If I'm being honest, I'm feeling a little down.
This week has been tricky. Actually, I feel like it's been tricky since before Hannah had croup, but this week especially is trying. Hannah and Jack have both been super emotional and fussy, and I'm exhausted. Working all day (especially on days when I'm training all day) and then picking up the kids, and coming home to whining and fussiness from the time we get home until they go to bed is not easy. It's really, really hard.
Per our pediatrician's suggestion, we're trying to use Hannah's binky less and less. This is not going smoothly. Hannah really loves her binky.
Jack really loved his binky too. His even had a little stuffed animal we called Milo at the end of it, but then one night, when he was 18 months old, he just decided he didn't want it in his mouth. He went to bed that night without it, and I cried and cried. I knew it would have been crazy to give it back to him after that night, so I kept it in my closet to see what would happen the next day. Would he ask me for it? Would he cry and want it back the next night? Not at all. In fact, he never mentioned it again until many months later, he found it in my closet and asked me about it. But my mommy-heart? It was broken.
I seriously think one of the cutest things you'll ever see is a baby with his or her binky. I don't know - I can't explain it, but it gets me.
Anyway, Jack loved his binky, but Hannah? Hannah really loves her binky. Strangely enough, while we started Jack on a binky right away, we waited eight weeks after Hannah was born before we even attempted to use a binky to avoid "nipple confusion". I really think it made a difference too since our second attempt at breastfeeding went much more smoothly than the first. But after that two month mark, Hannah took to the binky like a champ, and they've been best friends ever since. However, at our 18 month check-up, our doctor suggested that we start to only give Hannah her binky at bedtime and during naps, and perhaps on the way home from daycare since that always seems to be a clingy, tough transition.

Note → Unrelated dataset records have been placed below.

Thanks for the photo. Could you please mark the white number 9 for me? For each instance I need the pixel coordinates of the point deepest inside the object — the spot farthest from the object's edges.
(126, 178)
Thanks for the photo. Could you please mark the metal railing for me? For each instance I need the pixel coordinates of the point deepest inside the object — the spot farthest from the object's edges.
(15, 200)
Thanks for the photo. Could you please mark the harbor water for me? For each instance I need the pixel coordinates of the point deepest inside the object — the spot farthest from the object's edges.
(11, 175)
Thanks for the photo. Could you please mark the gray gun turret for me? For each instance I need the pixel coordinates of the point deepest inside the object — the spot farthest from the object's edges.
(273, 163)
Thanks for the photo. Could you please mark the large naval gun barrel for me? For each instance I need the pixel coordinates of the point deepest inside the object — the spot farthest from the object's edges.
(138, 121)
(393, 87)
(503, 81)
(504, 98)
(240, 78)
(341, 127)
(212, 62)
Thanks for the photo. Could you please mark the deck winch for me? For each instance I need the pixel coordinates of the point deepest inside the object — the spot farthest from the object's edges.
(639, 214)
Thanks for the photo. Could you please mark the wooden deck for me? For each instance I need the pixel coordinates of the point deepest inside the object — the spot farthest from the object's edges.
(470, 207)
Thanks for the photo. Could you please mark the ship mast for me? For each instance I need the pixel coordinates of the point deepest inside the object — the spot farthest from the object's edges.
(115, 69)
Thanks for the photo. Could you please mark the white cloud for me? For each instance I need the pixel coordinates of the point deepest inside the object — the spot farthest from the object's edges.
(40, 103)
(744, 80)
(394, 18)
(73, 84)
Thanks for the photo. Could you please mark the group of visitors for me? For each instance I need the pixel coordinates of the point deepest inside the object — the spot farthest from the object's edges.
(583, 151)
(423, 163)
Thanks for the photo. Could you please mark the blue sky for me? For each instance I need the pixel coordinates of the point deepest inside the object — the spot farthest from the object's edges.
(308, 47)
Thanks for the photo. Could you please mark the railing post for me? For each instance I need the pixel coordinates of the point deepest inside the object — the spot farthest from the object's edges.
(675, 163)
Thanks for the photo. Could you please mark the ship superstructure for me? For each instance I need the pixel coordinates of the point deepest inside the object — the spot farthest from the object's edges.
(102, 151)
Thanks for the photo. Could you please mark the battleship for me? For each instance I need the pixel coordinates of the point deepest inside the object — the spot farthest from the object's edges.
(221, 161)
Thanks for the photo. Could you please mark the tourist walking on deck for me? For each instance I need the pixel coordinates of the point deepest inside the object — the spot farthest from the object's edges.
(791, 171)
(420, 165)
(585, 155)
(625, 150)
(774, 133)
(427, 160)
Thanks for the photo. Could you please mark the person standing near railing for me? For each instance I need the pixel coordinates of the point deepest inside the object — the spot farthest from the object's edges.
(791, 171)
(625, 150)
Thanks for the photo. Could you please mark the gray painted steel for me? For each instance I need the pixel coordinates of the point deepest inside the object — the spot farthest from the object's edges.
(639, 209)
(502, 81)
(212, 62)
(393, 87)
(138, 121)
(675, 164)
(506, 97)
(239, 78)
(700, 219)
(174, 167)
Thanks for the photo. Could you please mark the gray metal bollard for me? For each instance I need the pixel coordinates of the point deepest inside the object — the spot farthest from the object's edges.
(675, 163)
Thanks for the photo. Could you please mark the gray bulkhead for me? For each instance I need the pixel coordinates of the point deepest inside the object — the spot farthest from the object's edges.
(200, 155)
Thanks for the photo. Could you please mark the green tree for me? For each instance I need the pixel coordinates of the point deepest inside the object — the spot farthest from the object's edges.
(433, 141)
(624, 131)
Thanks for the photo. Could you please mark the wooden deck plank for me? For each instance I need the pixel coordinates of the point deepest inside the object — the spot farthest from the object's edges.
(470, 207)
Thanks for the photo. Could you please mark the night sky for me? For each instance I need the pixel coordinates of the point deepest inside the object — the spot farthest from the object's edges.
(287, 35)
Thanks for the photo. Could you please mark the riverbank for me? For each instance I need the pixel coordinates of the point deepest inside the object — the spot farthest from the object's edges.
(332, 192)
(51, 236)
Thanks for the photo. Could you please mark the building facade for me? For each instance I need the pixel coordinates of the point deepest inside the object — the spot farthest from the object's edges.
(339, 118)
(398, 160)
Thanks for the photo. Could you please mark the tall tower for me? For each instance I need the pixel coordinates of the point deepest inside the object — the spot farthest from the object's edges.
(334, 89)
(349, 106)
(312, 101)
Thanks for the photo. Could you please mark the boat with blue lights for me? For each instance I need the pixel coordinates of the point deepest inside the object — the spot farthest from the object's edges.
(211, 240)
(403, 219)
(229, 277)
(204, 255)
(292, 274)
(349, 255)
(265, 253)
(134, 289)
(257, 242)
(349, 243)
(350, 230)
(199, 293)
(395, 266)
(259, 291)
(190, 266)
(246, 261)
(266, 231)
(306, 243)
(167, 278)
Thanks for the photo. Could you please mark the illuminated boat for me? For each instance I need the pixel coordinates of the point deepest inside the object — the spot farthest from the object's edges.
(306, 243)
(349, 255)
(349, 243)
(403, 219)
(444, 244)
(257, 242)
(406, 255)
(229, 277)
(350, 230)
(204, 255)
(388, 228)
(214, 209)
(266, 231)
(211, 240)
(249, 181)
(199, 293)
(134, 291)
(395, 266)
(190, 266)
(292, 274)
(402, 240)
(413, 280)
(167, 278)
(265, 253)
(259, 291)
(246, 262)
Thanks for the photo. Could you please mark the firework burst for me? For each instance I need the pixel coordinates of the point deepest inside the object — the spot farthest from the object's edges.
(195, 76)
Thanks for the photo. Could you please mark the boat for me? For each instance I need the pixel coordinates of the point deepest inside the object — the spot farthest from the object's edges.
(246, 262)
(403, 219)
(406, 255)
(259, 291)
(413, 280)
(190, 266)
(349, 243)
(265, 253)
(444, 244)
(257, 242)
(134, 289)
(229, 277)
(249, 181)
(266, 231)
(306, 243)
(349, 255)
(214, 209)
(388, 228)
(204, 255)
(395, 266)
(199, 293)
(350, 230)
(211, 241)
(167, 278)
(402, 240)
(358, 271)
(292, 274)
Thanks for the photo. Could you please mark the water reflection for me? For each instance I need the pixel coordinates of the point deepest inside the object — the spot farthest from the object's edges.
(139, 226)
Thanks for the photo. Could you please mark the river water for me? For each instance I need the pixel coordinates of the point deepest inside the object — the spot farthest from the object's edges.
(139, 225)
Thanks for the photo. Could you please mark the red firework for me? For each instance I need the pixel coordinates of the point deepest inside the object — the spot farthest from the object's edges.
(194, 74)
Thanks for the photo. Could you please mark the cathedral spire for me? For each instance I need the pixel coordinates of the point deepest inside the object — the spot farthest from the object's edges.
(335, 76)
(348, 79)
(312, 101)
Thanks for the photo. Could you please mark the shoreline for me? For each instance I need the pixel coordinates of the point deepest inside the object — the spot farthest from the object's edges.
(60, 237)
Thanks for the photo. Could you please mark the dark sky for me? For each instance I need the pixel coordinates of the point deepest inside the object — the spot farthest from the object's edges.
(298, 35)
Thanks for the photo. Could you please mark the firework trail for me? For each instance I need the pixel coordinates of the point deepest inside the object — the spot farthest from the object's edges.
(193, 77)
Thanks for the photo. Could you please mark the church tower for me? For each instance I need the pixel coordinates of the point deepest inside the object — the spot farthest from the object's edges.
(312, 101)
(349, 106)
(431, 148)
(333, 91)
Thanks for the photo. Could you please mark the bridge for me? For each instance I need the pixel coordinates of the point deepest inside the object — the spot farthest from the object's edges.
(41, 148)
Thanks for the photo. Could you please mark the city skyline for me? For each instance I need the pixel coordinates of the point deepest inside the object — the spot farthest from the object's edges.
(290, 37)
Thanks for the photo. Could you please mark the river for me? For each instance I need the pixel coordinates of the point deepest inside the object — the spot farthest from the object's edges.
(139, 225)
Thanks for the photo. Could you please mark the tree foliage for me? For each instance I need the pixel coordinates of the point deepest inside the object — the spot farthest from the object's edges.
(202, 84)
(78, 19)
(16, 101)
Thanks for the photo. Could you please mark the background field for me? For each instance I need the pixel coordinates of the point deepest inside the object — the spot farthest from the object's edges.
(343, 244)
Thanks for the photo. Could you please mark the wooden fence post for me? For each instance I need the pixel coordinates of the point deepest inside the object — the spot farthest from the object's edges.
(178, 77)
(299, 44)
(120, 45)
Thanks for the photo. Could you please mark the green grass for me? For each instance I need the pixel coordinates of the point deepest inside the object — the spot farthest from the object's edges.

It hasn't been going well. I take that back - at school, they say she is fine without it during the day. But at home? Completely different story. Her back teeth are coming in like crazy, and when we get home, at least lately, Hannah is super clingy and fussy, and she just follows me around and wails. She says, "Biky, biky," over and over again, just looking for it. And I cave. I do - I can't take it.
And then yesterday at school, they seemed to have lost her binky. We went home without it - she cried. We got home, and I couldn't find the one she'd had in her crib the night before - she cried. But then the rest of the evening...she was fine.
She went to bed without it. Not. One. Peep.
And I knew.
It was over. We cannot go back.
My mommy-heart is sad because I feel like our baby phase is over. We are about 99% positive that our family is complete. Jack and Hannah bring so much joy to our lives, but Brad and I are very aware of our limits, and together we agree that we probably cannot voluntarily handle anymore chaos than we already have in our lives. We struggle to handle the stress we have today - and we simply cannot imagine going through one more pregnancy or bathing one more child. How do you successfully put three children to bed on time when you can't get two in bed by 9:30 on nights they take baths and need breathing treatments?
Some people have the answers to these questions. We are not those people. And we know it.
And it's sad.
I'm pretty sure that no matter how many babies we had, I would always want one more newborn. I'd always miss the baby stage. I'd want a newborn to cuddle up on my chest. To pick up a baby that still keeps its tiny legs curled up by its belly. To breathe in that newborn smell.
To watch a baby sleeping, binky and all.
Thank goodness my sister is due in approximately one month.